But, on the other hand, it may borrow money with it; and that is the natural and obvious way of giving out its currency. That was, in point of fact, done during our great rebellion. If this currency be one which is the full legal equivalent of money, a legal tender, the principle is still the same; the government may borrow with this currency as well as any other. When the government notes consist of promises to pay, the phrase of borrowing is, of course, strictly applicable. It is true we more commonly speak of this operation as that of the government selling its bonds or notes, as we speak of a man selling his own promissory notes. But it is, in fact, borrowing money on a promise to pay; and in the case of the government it is borrowing upon a kind of promise to pay, which is a part of the medium of exchange, and of that which is, in the full legal sense, money.

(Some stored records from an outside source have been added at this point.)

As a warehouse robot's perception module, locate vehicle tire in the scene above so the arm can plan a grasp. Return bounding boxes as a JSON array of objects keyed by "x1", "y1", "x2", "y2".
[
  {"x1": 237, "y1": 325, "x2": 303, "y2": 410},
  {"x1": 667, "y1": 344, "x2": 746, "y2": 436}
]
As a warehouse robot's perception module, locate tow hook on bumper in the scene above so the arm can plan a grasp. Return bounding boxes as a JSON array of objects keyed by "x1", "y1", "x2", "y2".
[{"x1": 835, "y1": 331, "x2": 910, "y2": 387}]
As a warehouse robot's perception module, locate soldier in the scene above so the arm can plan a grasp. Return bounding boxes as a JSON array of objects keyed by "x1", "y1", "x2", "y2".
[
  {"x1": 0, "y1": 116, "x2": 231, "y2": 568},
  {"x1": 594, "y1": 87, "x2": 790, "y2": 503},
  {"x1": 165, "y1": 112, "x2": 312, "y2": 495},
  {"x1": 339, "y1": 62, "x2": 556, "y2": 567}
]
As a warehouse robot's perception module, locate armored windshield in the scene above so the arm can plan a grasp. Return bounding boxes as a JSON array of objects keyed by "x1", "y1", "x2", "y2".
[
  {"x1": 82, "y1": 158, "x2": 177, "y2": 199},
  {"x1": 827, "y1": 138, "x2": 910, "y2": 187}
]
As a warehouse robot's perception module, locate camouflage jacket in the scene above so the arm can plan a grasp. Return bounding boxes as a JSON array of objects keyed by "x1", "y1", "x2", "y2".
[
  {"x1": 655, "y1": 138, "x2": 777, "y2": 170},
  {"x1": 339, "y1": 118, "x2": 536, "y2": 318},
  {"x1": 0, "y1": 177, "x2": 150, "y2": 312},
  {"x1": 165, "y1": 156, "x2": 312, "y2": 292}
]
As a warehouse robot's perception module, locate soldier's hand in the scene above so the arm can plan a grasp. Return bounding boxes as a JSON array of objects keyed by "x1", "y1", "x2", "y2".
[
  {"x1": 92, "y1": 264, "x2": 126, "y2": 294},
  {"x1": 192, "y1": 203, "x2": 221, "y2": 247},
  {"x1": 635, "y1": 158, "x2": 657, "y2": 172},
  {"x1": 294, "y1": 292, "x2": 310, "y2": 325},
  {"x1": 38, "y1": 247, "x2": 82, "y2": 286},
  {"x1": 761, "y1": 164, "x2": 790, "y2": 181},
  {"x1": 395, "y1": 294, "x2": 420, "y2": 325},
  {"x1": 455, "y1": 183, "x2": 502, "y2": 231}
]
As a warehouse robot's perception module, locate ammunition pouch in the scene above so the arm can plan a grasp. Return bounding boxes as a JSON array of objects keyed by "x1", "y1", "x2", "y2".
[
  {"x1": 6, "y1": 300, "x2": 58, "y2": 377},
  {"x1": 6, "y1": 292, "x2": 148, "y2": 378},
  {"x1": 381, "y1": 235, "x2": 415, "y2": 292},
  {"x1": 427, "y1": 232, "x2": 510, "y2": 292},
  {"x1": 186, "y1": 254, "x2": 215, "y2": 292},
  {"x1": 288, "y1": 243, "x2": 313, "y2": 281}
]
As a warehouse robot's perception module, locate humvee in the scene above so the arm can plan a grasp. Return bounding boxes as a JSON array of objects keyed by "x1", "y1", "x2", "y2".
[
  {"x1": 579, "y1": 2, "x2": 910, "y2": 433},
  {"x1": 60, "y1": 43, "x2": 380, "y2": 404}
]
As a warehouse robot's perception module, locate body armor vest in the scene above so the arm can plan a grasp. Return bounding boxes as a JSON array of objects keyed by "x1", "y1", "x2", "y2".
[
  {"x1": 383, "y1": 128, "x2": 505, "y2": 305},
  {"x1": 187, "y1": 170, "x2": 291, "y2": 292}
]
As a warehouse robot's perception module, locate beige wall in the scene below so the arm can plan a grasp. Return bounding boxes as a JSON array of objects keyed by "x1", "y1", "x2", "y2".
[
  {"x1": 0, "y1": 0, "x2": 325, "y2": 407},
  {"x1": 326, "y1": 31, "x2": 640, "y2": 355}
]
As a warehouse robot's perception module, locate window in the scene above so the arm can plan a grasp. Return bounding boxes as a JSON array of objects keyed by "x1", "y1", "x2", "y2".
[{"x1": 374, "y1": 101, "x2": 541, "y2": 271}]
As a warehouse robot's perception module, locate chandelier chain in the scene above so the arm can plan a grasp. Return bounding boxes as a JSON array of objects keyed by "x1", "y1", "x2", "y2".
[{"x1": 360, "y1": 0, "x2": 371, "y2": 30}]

We perceive, then, a great difference between private borrowing and public borrowing.[1] When a nation borrows it may, as we see, borrow with its currency; and if its currency be made a legal tender it may borrow with that. I do not say, if a government were denied the power of establishing a paper currency at all, that it could give to its paper the quality of legal tender in order to borrow with it. To do that would, indeed, help the borrowing process; but, on the supposition I am now making, viz., of a government with no power to establish a paper currency, it would be an evasion of the restriction put upon it, to say that it could, merely for facility of borrowing, annex to its security a quality which would be forbidden if it were not borrowing. It is not, then,


  1. And so Juilliard v. Greenman, 110 U. S. at p. 448, per Gray, J.